Although Merra admits she would never personally run a race without a watch, it’s her job to get her Tomahawks used to running with bare wrists.
It’s been a steep learning curve.
"I just started having them train without their watches," Merra said. "It’s something new for most of them, but it’s something the need the get used to for meets. How else are you going to prepare for running without the watch if you’re always training with it?"
Like it or not, Merra wants to make sure her team is prepared to race by the rules, which she hopes might be reconsidered for next fall.
"I tend to just go with the flow," Merra said. "It is what it is. I was kind of surprised when I saw the P and P, but I have to respect the committee’s decision and hope it’s something that can be overturned next year."
Likewise, Robinson is hoping for a change of heart by committee members.
"I think they should definitely reconsider this," Robinson said. "A lot of girls use watches and it helps them a lot. I hope they do, but I don’t know if they will."
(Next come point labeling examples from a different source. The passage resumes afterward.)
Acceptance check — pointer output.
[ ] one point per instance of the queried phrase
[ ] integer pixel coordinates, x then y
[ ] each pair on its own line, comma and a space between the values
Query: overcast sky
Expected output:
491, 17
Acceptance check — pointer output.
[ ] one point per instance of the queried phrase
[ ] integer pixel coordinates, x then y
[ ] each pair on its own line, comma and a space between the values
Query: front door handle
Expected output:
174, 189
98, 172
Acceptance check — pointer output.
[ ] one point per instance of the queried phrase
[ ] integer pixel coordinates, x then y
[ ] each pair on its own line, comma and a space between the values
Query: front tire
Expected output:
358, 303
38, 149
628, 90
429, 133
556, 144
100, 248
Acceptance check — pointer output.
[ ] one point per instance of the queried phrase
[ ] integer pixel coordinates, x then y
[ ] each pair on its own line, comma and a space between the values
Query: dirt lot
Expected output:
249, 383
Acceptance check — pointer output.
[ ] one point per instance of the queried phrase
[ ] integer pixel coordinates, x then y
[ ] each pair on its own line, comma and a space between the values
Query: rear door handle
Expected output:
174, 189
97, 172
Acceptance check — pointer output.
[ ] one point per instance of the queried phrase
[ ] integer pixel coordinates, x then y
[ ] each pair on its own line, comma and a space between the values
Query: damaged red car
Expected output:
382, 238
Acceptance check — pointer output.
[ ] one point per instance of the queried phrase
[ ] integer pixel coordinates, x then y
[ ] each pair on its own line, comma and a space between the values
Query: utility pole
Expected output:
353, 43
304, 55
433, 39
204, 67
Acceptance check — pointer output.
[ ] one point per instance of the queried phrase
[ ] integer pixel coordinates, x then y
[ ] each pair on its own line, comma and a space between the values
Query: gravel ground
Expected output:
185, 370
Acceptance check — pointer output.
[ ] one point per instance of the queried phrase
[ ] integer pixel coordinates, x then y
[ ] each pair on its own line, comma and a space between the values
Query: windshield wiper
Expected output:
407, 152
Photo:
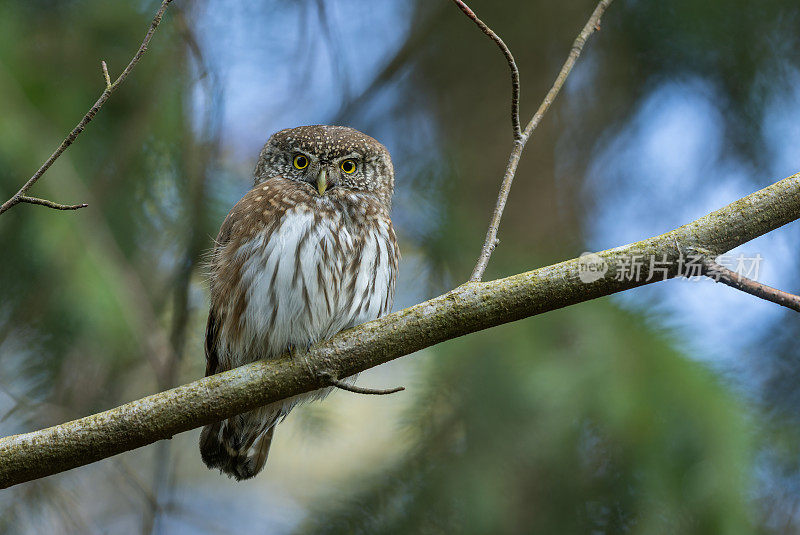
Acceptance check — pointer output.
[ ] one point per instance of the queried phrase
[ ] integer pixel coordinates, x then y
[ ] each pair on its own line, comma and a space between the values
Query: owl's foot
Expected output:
338, 383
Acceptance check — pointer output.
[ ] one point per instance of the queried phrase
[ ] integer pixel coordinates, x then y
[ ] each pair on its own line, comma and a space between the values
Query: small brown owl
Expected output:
306, 253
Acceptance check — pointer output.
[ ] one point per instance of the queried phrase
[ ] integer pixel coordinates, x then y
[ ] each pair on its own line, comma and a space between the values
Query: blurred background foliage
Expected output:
669, 409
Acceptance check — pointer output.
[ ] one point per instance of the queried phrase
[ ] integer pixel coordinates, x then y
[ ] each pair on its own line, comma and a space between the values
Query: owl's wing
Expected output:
262, 206
213, 323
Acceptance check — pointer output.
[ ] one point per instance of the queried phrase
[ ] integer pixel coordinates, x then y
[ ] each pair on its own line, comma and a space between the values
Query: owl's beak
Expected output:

Not likely, according to Boggis – who makes up the committee along with chairman George Edwards, assistant chair Robert Royce, supervisor of officials Nancy Eastman, Steve Fountain, Lee Hess, Todd Kress, Noah Pion, Larry Martin and South’s Arthur Demers.
"I wouldn’t say it was the easiest decision," Boggis said, "but it’s definitely the fairest one. This is the best way to keep the playing field level."
Wright’s still not sure how level the playing field really is, especially with this rule in place.
"Now smaller teams with one coach are hindered," Wright said.
"We can’t be in more than one place to call out paces. Larger schools with more volunteer coaches can spread people out at different markers. That’s an unfair advantage for sure. With the watches, kids are able to keep their own pace and track their own times and speed.
"Watches are a vital tool for success in cross country and track. This rule makes no sense if we’re supposedly trying to give the kids every tool at their disposal to succeed. It’s as if the NHIAA is afraid of technology."